Building a Rust HTTPS Proxy for AI Agents

OneCLI's core is an HTTPS man-in-the-middle proxy written in Rust. It intercepts agent HTTP requests, decrypts credentials from an encrypted vault, injects them into request headers, and forwards the request to the target API. All of this happens transparently - the agent doesn't know it's happening.

Building a reliable, performant HTTPS MITM proxy is a surprisingly deep engineering challenge. This post covers the technical decisions we made and the problems we ran into along the way.

Why Rust

The proxy sits in the critical path of every API call an agent makes. Latency matters. Memory safety matters (we're handling decrypted secrets in memory). And we needed strong async I/O to handle many concurrent agent connections without burning through resources.

We considered Go, which would have been fine for the proxy logic, but Rust gave us three things we cared about:

1. Predictable latency: No garbage collector pauses. When you're adding a hop to every API call, you want sub-millisecond overhead, not occasional 10ms GC stalls.

2. Memory safety without a runtime: Secrets exist in memory briefly during injection. Rust's ownership model makes it straightforward to reason about when decrypted keys are allocated and dropped. No dangling references to cleartext secrets.

3. Ecosystem fit: Tokio, Hyper, and Rustls are battle-tested. We're not building TLS or HTTP from scratch - we're composing well-maintained libraries.

The tradeoff is compile times and a steeper learning curve for contributors. We accepted that.

The async foundation: Tokio

The proxy needs to handle hundreds of concurrent connections. Each connection involves at least two TLS handshakes (one from the agent, one to the upstream), header parsing, credential lookup, and forwarding. This is textbook async I/O territory.

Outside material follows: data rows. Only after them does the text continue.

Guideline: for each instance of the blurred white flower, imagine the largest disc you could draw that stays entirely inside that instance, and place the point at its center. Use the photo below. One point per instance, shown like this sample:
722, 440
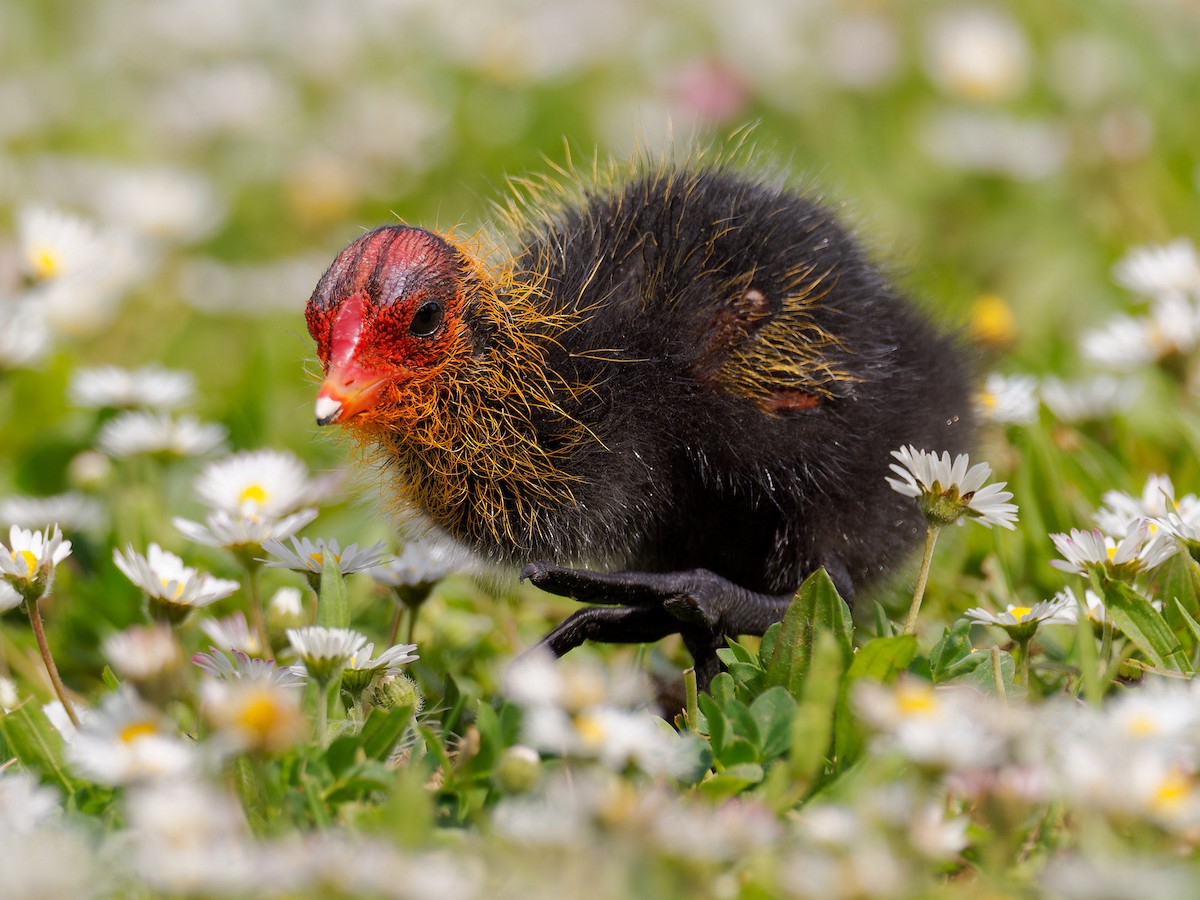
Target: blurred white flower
310, 557
72, 511
1157, 502
243, 533
173, 591
143, 653
951, 492
237, 665
1170, 329
1141, 549
1021, 622
363, 667
257, 484
232, 633
1009, 400
24, 803
323, 651
942, 727
977, 53
125, 741
175, 832
135, 432
995, 143
25, 335
150, 387
29, 559
1162, 270
160, 203
1087, 400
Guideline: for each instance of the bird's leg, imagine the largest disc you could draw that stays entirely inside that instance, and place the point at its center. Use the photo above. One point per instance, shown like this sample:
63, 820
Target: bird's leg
700, 605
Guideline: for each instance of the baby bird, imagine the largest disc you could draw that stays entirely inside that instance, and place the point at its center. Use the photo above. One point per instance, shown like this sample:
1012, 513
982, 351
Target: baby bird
688, 381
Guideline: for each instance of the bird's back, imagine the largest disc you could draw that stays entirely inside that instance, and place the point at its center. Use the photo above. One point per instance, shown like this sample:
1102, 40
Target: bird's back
743, 375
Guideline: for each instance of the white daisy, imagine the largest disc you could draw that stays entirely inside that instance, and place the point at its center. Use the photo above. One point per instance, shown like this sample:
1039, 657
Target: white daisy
143, 653
1170, 329
135, 432
363, 667
9, 597
160, 203
419, 564
233, 633
173, 589
310, 557
258, 484
55, 245
325, 651
243, 533
25, 803
1141, 549
1157, 501
1090, 399
29, 559
977, 53
949, 491
72, 511
125, 741
1161, 270
25, 335
77, 274
1009, 400
151, 388
243, 667
1020, 622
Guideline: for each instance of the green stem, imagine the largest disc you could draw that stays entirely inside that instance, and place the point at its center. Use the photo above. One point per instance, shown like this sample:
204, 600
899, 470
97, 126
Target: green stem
35, 619
255, 609
910, 623
1023, 670
997, 676
691, 711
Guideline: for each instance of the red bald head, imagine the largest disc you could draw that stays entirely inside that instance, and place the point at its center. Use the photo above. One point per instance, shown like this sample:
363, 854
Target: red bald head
384, 313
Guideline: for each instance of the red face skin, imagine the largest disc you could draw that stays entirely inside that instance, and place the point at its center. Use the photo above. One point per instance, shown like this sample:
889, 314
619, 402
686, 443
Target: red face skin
383, 315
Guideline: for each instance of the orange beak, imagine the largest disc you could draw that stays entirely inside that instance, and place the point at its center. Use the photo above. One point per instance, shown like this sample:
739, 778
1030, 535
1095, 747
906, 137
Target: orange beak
347, 391
349, 388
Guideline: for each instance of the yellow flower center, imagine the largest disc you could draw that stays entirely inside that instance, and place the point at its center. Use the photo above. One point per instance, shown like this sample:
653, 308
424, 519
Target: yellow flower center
45, 263
252, 493
30, 561
1171, 792
259, 714
916, 700
136, 731
591, 730
1141, 726
993, 321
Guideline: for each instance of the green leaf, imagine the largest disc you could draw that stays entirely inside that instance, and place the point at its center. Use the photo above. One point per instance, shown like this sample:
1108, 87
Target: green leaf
882, 660
333, 607
718, 725
1143, 624
731, 783
383, 730
773, 712
37, 744
815, 607
813, 726
953, 655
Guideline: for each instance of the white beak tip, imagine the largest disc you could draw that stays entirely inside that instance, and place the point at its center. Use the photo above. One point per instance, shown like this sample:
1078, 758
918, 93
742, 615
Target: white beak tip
327, 409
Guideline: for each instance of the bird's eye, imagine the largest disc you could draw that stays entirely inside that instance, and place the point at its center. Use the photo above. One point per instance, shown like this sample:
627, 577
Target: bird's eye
427, 319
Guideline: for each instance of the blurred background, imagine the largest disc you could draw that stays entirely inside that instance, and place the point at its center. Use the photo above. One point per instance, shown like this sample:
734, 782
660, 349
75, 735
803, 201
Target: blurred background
999, 156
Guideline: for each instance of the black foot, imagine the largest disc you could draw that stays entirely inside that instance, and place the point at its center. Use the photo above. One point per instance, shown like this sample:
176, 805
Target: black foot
647, 606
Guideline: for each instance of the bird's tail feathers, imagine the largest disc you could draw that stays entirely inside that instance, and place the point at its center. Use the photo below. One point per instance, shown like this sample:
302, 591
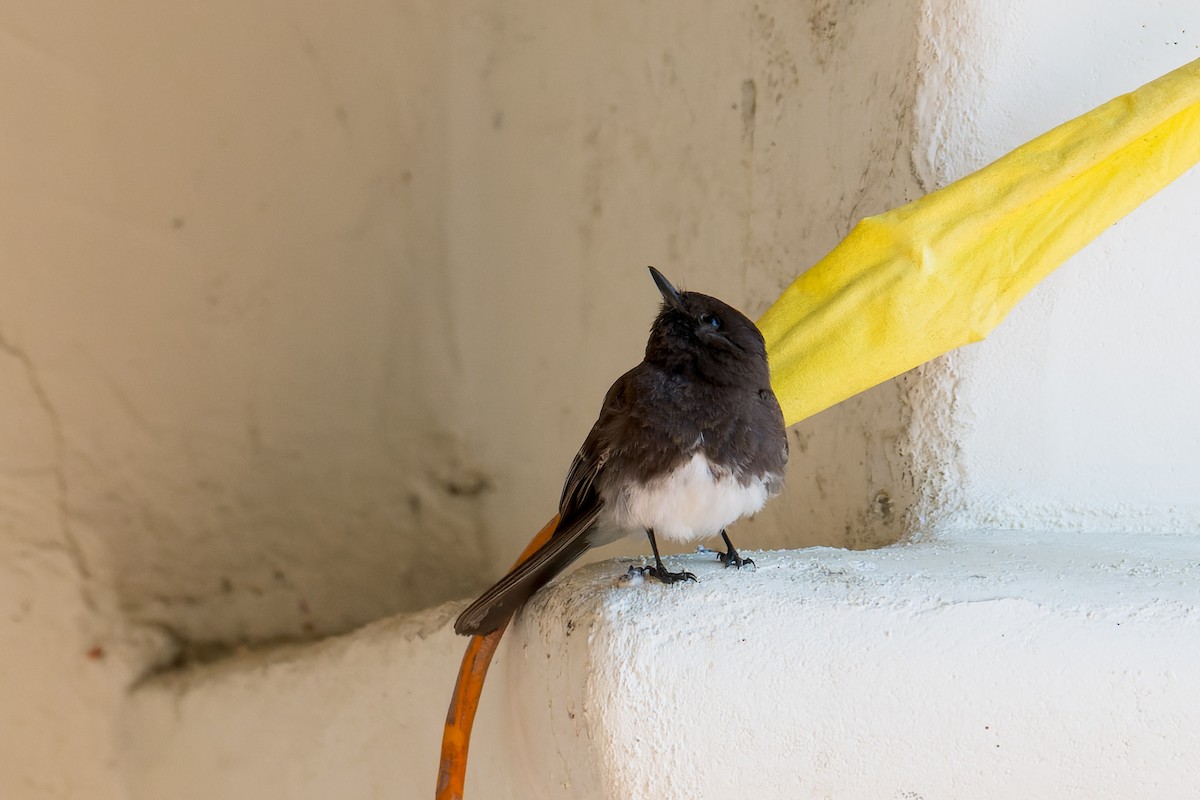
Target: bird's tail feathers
502, 601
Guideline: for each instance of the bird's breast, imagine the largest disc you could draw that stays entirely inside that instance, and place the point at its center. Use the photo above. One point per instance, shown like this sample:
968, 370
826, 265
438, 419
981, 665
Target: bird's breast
691, 501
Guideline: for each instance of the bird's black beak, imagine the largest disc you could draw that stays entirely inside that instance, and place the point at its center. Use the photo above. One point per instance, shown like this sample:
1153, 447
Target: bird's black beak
670, 294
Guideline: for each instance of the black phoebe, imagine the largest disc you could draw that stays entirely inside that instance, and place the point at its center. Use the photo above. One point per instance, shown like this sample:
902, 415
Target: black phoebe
688, 443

We use Tokio as the async runtime with a multi-threaded scheduler. Each incoming connection spawns a task:

let listener = TcpListener::bind("0.0.0.0:10255").await?;

loop {
    let (stream, addr) = listener.accept().await?;
    let vault = vault.clone();

    tokio::spawn(async move {
        if let Err(e) = handle_connection(stream, addr, vault).await {
            tracing::error!(%addr, error = %e, "connection failed");
        }
    });
}

Nothing unusual here. The interesting parts come when we need to handle the HTTPS CONNECT flow.

The CONNECT tunnel

When an HTTP client uses an HTTPS proxy, it doesn't send the full request in plaintext. Instead, it sends a CONNECT request to establish a tunnel:

CONNECT api.openai.com:443 HTTP/1.1
Host: api.openai.com:443
Proxy-Authorization: Basic 

In a normal forward proxy, you'd just open a TCP connection to the target and blindly relay bytes. But we need to read and modify the request headers, which means we need to terminate the TLS connection from the agent, inspect the plaintext HTTP request, modify it, then open a new TLS connection to the upstream.

The flow looks like this:

Agent --[TLS]--> OneCLI Proxy --[TLS]--> api.openai.com
         ^                          ^
         |                          |
    Agent trusts               Rustls client
    OneCLI's CA cert           verifies upstream cert

After receiving the CONNECT request, we:

1. Extract the target hostname from the CONNECT request
2. Authenticate the agent via the Proxy-Authorization header
3. Send 200 Connection Established back to the agent
4. Perform a TLS handshake with the agent using a dynamically generated certificate for the target hostname
5. Read the now-plaintext HTTP request
6. Look up and inject credentials
7. Open a TLS connection to the real target
8. Forward the modified request
9. Relay the response back through both TLS layers

Steps 4 through 9 are where the complexity lives.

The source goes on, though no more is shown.